Different laboratory tests might be used in patients with aspiration pneumonia. Sputum analysis including lipid laden macrophage, gram stain and culture must be done in patients with cough. ABG may show acute hypoxemia and decreased mixed venous oxygen saturation. CBC shows leukocytosis with left shift or leukopenia, anemia, or thrombocytopenia.

Electrocardiogram

There are some non-specific findings on ECG of a patient with lipoid pneumonia which include sinus tachycardia, minor nonspecific ST-segment or T-wave changes, right atrial enlargement, QRS abnormalities like right axis deviation, and presence of S1S2S3.

X-ray

Chest x-rays may be helpful in the diagnosis of aspiration pneumonia.

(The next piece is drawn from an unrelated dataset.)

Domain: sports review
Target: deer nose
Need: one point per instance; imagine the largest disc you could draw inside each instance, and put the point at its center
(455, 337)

Findings on an chest x-ray suggestive of aspiration pneumonia include lobar pneumonia, areas of opacity, unilateral consolidation, air bronchogram, or cavitation.

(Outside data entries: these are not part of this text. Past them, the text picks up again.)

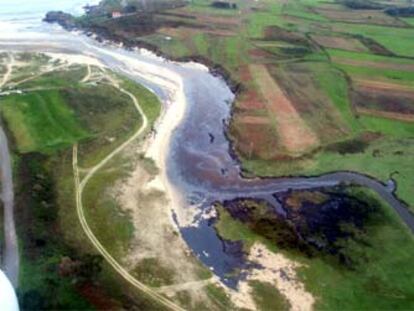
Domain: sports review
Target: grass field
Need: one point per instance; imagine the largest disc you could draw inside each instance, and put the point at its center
(59, 268)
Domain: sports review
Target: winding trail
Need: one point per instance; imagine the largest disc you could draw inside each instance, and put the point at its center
(79, 187)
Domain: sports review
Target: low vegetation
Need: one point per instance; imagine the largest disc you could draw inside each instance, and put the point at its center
(334, 61)
(343, 236)
(59, 268)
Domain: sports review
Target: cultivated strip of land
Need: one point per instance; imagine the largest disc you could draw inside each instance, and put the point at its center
(295, 134)
(79, 187)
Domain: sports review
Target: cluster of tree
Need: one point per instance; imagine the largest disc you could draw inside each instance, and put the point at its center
(132, 6)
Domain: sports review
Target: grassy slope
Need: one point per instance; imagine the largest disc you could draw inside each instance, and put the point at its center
(41, 121)
(383, 280)
(53, 123)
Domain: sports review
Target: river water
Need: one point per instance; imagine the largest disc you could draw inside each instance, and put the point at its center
(198, 161)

Echocardiography and Ultrasound

In some cases, ultrasound is used for the diagnosis and follow-up of a patient with pneumonia, for a guided thoracocentesis and to quantify the amount of pleural effusion. However its benefits are not yet indicated for lipoid pneumonia.

CT scan

A chest CT scan might be used in patients with aspiration pneumonia if a chest x-ray is not conclusive. CT findings may include lobar consolidation, ground-glass opacities, bronchiectasis, atelectasis, pleural effusion, and consolidation. A chest CT can also help to assess reasons for therapy failure and complications, such as lung abscess, and pleural effusions.

MRI

Chest MRI may be helpful in the diagnosis of lipoid pneumonia. Findings on MRI suggestive of lipoid aspiration pneumonia may differentiate disease from other forms of aspiration pneumonia. Other findings are: atelectasis, consolidation and opacities.

Other Imaging Findings

Bronchoscopy with bronchoalveolar lavage is useful to obtain samples for finding lipid-laden macrophages.

Other Diagnostic Studies

In some cases of lipoid pneumonia, transbronchial lung biopsy or even surgical biopsy may be required to determine the exact cause of lipoid pneumonia, specially in endogenous form. videofluoroscopic swallow study (VFSS) might be used to evaluate swallowing difficulties.

Treatment

Medical Therapy

Treatment of lipoid pneumonia is not well studied and published experience is only with case reports.

Interventions

Bronchoalveolar lavage (BAL) is both diagnostic and therapeutic procedure in lipoid pneumonia, specially in children.

Surgery

Surgery is not a common treatment for lipoid pneumonia, but if there is a high suspicion of cancer, it would be considered as a therapy plan. video-assisted thoracoscopic surgery (VATS) lobectomy, is the favored method for these interventions.

Primary Prevention

Lipoid pneumonia can be prevented by cessation of underlying cause like E-cigarette smoking or lipid based medications.it is also preventable by preventing aspiration pneumonia. effective measures for the primary prevention of aspiration pneumonia include dietary habit changes, maintaining oral hygiene, postural maneuvers, and medications such as H2 antagonists, metoclopramide, mosapride, amantadine, or cilostazol.

Secondary Prevention

Lipoid pneumonia can be prevented by cessation of underlying cause like E-cigarette smoking or lipid based medications.it is also preventable by preventing aspiration pneumonia. Effective measures for the primary prevention of aspiration pneumonia include dietary habit changes, maintaining oral hygiene, postural maneuvers, and medications such as H2 antagonists, metoclopramide, mosapride, amantadine, or cilostazol.